A Taliban soldier guards the runway at Kabul Airport, in front of a Qatar Airways plane evacuating people from the country. (Photo by Reuters)

Several European countries are considering opening a common site for diplomatic representation in Afghanistan following Kabul’s fall to the Taliban in August, says French President Emmanuel Macron.

Macron made the remarks on Saturday in the Qatari capital of Doha at the beginning of his two-day visit to the Persian Gulf region.

“We are thinking of an organization between several European countries... a common location for several Europeans, which would allow our ambassadors to be present,” Macron told reporters.
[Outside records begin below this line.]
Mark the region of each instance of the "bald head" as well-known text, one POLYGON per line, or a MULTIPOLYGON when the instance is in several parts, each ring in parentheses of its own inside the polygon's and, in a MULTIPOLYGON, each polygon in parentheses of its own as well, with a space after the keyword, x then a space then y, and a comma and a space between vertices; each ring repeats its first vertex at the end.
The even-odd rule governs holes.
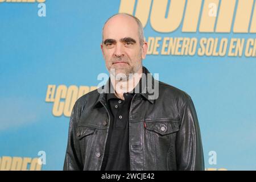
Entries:
POLYGON ((122 25, 135 27, 139 40, 139 44, 142 46, 144 42, 143 27, 139 19, 134 16, 126 13, 118 13, 110 17, 105 23, 102 28, 102 43, 104 40, 104 29, 106 26, 115 26, 118 28, 122 25))

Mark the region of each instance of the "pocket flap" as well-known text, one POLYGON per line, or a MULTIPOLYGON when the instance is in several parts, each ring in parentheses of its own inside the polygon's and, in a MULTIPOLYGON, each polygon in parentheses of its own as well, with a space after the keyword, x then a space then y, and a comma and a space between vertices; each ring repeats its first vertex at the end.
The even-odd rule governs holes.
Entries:
POLYGON ((179 123, 170 121, 146 122, 145 128, 160 135, 165 135, 179 131, 179 123))
POLYGON ((95 129, 90 128, 84 126, 79 126, 76 129, 76 136, 79 139, 86 136, 87 135, 92 134, 95 131, 95 129))

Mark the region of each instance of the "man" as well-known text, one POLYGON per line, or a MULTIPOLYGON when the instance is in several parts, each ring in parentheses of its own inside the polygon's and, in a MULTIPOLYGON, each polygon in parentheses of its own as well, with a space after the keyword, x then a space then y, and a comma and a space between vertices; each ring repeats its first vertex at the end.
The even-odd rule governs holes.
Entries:
POLYGON ((204 169, 192 101, 142 66, 143 38, 132 15, 106 22, 101 47, 110 77, 76 102, 64 169, 204 169))

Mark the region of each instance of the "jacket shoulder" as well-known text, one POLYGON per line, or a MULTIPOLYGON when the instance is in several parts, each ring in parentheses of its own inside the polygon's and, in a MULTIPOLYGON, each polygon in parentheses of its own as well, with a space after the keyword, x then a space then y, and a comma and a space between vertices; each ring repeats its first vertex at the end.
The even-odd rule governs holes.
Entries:
MULTIPOLYGON (((162 90, 162 92, 163 92, 162 94, 163 96, 165 96, 167 94, 172 98, 181 98, 184 100, 191 98, 190 96, 185 91, 165 82, 159 81, 159 90, 162 90)), ((159 93, 159 94, 161 93, 159 93)))

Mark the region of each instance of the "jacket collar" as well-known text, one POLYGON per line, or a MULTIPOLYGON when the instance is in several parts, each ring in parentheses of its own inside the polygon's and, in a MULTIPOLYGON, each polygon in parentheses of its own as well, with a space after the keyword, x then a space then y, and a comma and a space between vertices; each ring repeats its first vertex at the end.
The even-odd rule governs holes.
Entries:
MULTIPOLYGON (((154 78, 152 74, 147 68, 143 67, 143 73, 144 73, 146 75, 143 78, 144 80, 143 80, 144 81, 142 81, 142 92, 138 94, 141 94, 143 98, 152 104, 157 98, 153 91, 154 92, 155 89, 159 89, 158 81, 154 78), (155 83, 157 84, 157 85, 156 85, 155 83)), ((106 96, 108 93, 109 93, 109 88, 111 86, 110 78, 109 78, 109 80, 105 85, 97 89, 98 92, 100 93, 100 95, 94 105, 94 107, 102 106, 102 104, 106 104, 106 96)), ((159 90, 157 90, 157 92, 159 92, 159 90)))

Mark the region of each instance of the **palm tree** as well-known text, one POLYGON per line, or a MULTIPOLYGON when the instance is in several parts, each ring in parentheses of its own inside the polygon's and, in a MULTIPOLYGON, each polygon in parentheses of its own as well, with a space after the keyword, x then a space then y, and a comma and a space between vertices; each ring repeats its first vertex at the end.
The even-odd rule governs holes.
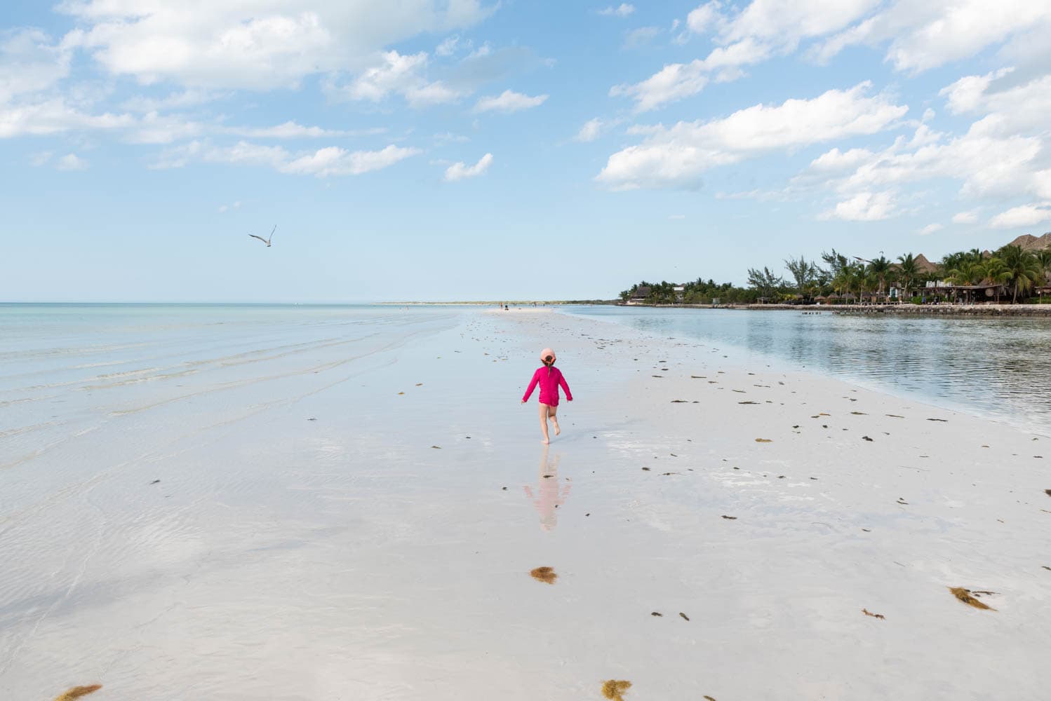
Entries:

Western countries have been trying to find ways to engage with the Taliban after the group took over Afghanistan in a lightning advance in August as the US-led forces were completing their pullout.

The United States and European countries closed their embassies and withdrew their diplomats as the Taliban seized Kabul. Evacuees also included Afghans who were at risk such as journalists as well as people with links to France including civilian workers who were employed by the French army.

France has carried out an evacuation mission in Afghanistan, taking 258 Afghans as well as 11 French, some 60 Dutch nationals and an unspecified number of people linked to them out of the country.

“This is a different demarche than a political recognition or political dialogue with the Taliban ... we will have a representation as soon as we can open,” Macron said, adding that security issues still need to be addressed.

In a statement late on November 28, following talks with the Taliban, the European Union suggested it could open a mission soon.

“The EU delegation underlined that the possibility of establishing a minimal presence on the ground in Kabul, which would not entail recognition, will directly depend on the security situation, as well as on effective decisions by the de facto authorities to allow the EU to ensure adequate protection of its staff and premises,” it said.

The Taliban, who had previously ruled Afghanistan from 1996 to 2001, took power again on August 15 as the US was in the middle of a chaotic troop withdrawal. The group announced the formation of a caretaker government on September 7. No country has yet recognized their rule. Since then, the Taliban have been struggling to contain a deepening economic crisis.

Most of the international forums stopped their aid and assistance to Afghanistan after the Taliban returned to power. Besides, the United States seized nearly $9.5 billion in assets belonging to the Afghan central bank. The Taliban have repeatedly called for the release of the assets, but Washington has rebuffed the call, saying the new government in Kabul must "earn" international legitimacy first.

The United Nations says Afghanistan is facing “one of the world's worst humanitarian disasters.”